May 27, 2010

Novartis apparently not so mom-friendly

Posted in Discrimination, Gender / Sex tagged , , , , at 11:12 am by Tom Jacobson

Ironically, Novartis, the pharmaceutical giant that has been regularly included in Working Mother magazine’s list of 100 Best Companies, has been ordered by a New York jury to pay $250 million in a class action gender discrimination suit.

According to ABC  News (http://bit.ly/98E3vD), the October 2009 issue of Working Mother praised Novartis for its “job-sharing programs and ‘customizable child-care offerings’.”  The jury apparently had a different perception, and now Novartis has been socked with this huge verdict.

The case points out how lip-service to policies and procedures will not save a company from a discrimination claims if those policies and procedures are not truly followed.

The comments posted in this blog are for general informational purposes only.  They are not to be considered as legal advice, and they do not establish an attorney-client relationship.  For legal advice regarding your specific situation, please consult your attorney.

Advertisements

May 25, 2010

The Ghost Whisperer Goes to Work

Posted in Discrimination, Religion tagged , , , , , at 12:48 pm by Tom Jacobson

I’m not making this stuff up.

Zachary Winspear worked for Community Development, Inc.  After his brother died, a co-worker, Sierra (who happened to be one of the owner’s wives), told him that she could communicate with the dead.  She also told him that his brother was in hell and that if he did not “find God,” he, too, would go to hell.  Similar comments continued for three weeks.  After Winspear complained twice to the owner, the owner told him that Sierra really could talk to the dead and that he should follow her instructions. Winspear eventually quit “to escape the religious and other harassment by Sierra.”

Winspear later sued CDI in the United States District Court for the District of Minnesota.  That court threw out Winspear’s claims, so Winspear appealed to the Eighth Circuit Court of Appeals.  The Eighth Circuit reversed the District Court’s decision and ordered the District Court to reconsider whether there was enough evidence of a religiously-hostile work envrionment for the case to go to trial.

Despite its bizarre facts, the case highlights the challenge an employer can face when it must balance the sometimes competing religious beliefs (and non-beliefs) that may surface in the workplace.

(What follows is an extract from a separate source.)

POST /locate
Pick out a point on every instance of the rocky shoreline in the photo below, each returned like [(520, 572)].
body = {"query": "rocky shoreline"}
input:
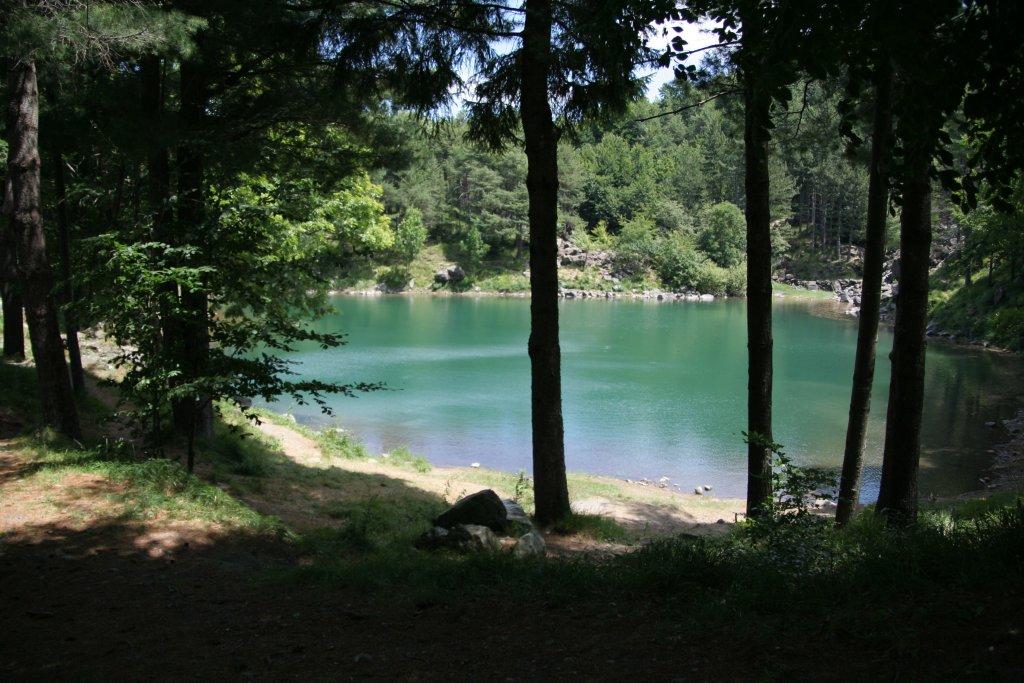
[(1007, 471)]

The comments posted in this blog are for general informational purposes only.  They are not to be considered as legal advice, and they do not establish an attorney-client relationship.  For legal advice regarding your specific situation, please consult your attorney.

May 21, 2010

Facebook faux pas costs waitress her job

Posted in Social Media in the Workplace, Uncategorized tagged , , , , , , , , at 10:05 am by Tom Jacobson

What happens when an employer discovers that an employee, on her off-duty time, posted on Facebook some derogatory comments about the employer and the employer’s customers?  It cost this waitress her job.  To read the full story from the Charlotte, NC Observer, visit http://bit.ly/dujZVW.

The legal implications of social media in the workplace will be addressed at the Seventh Annual West Central Minnesota Employment Law Update on June 10 in Alexandria, MN.  For more information on the seminar, visit http://bit.ly/adcEVi.

May 18, 2010

Ellen DeGeneres & Gender Stereotyping under Title VII

Posted in Discrimination, Stereotyping tagged , , , , , , at 9:45 am by Tom Jacobson

Ellen DeGeneres has been the face for many things, including CoverGirl.  So, it’s ironic that her appearance would be featured in a federal lawsuit brought by an Iowa woman who claimed she was fired for not being pretty enough and looking too much like Ellen.

According to a recent decision issued by the United States Court of Appeals for the Eighth Circuit, Brenna Lewis worked as  a night auditor and in other front desk roles for Heartland Inns of America.  Things went well for Ms. Lewis until a director of operations started characterizing her as having “an Ellen DeGeneres kind of look.”  She was also referred to as being “tomboyish,” and a manager said it was important for women at the front desk to be “pretty”  and that Ms. Lewis lacked the “Midwestern girl look.”

After Heartland fired Ms. Lewis, she sued, claiming that she was dismissed soley because of unlawful sex stereotyping.  Her case was initially dismissed by the trial court, but the appellate court reversed that decision after concluding that there was evidence suggesting that Heartland had improperly considered gender stereotypes when deciding to fire Ms. Lewis.

This is certainly not the first case where sexual stereotyping has been recognized as an unlawful basis for making decisions about an employee.  But, it is good reminder of the expansive scope of Title VII and of the importance of making decisions about employees based on performance and not pre-conceived gender stereotypes.

The comments posted in this blog are for general informational purposes only.  They are not to be considered as legal advice, and they do not establish an attorney-client relationship.  For legal advice regarding your specific situation, please consult your attorney.